Title: The Green Apple Tree
Author: Gene Fackler
Publisher: The Wave Media Solutions
ISBN:  9781998394951
Pages: 310
Genre: Fiction / Mystery / Suspense / Coming-of-Age
Reviewer: Anthony Avina  

Hollywood Book Reviews

 

A person’s teenage years are some of the most formative and telling of their lives. The events that drive those formative years can have lasting impacts for the remainder of their lives, be they good or bad events. From the friendships a teenager makes to the mistakes which define them and the lessons that can be learned from those mistakes, how a person responds to these events can be the difference between a life fulfilled and a life lived hard. 

In author Gene Fackler’s The Green Apple Tree, the author explores the lives of three young boys in 1960s Texas. When two of the boys decades later reunite in the aftermath of a funeral, they begin to find themselves transported back to the events of one fateful summer which shattered the age of innocence they had enjoyed up to that point, and as one of them disappeared, the other two found themselves haunted by those events and the secrets that threaten to press in on them in the present day. 

The author brings a slow-burn style of prose in the best way possible.
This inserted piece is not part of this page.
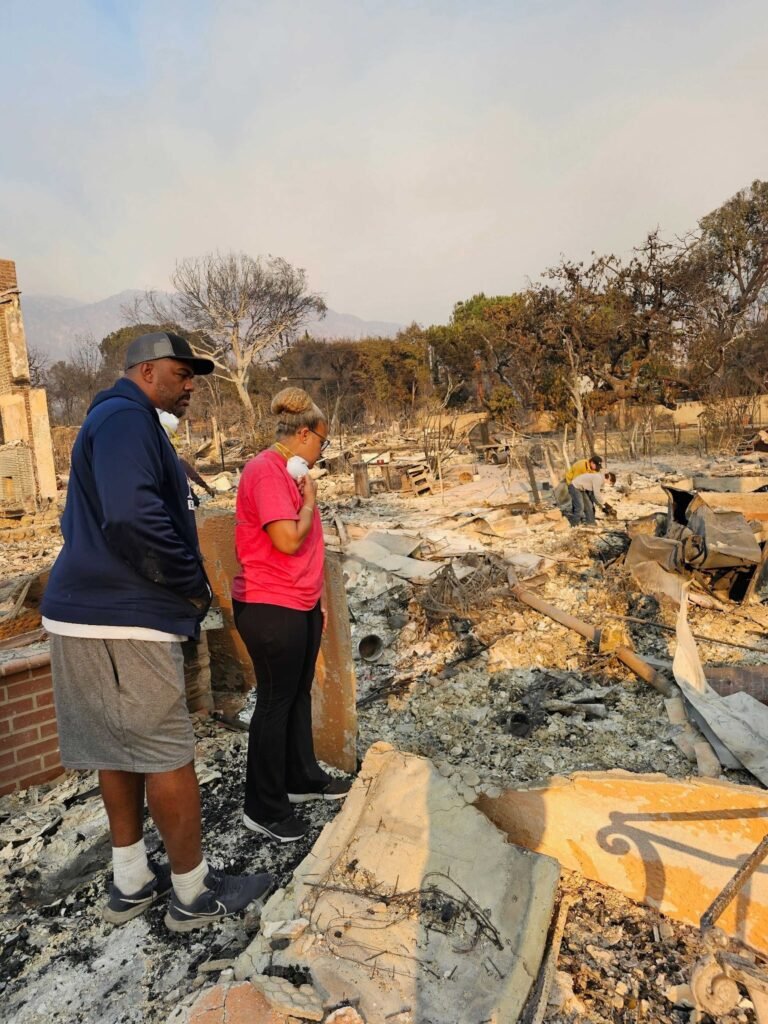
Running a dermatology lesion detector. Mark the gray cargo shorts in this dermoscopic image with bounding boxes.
[50,634,195,774]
The transportive nature of the author’s writing style makes the Texas setting feel both gritty and visceral on the pages, and the author gives just enough detail to create a general idea of the world around these characters while allowing the reader’s imagination to fill in the blanks speaks to a memory-driven quality to the narrative style overall, as this coming of age tale is more of a memory of the protagonist than a YA-style present day story. The imagery in the writing style also felt very cinematic, often freeing my mind to go to an indie drama film setting while feeling the wildness of youth and the emotional toll which comes with shattered childhoods as the story progresses.

Anyone who enjoys fictional narratives that delve into mystery, suspense, and thriller genres and incorporate a coming-of-age style of storytelling will thoroughly be enthralled by this story. The novel is very character driven, with the past and present colliding in an emotional way that explores the social development of these three boys before and after being confronted by this sudden and shocking series of events. The amount of backstory the author gives to the characters, including protagonist Thomas, from the boy’s fascination with explosives to Thomas’s childhood exploring Germany in the aftermath of WWII and his relationship with his father, aka the General, made this a compelling novel that readers can easily get lost in.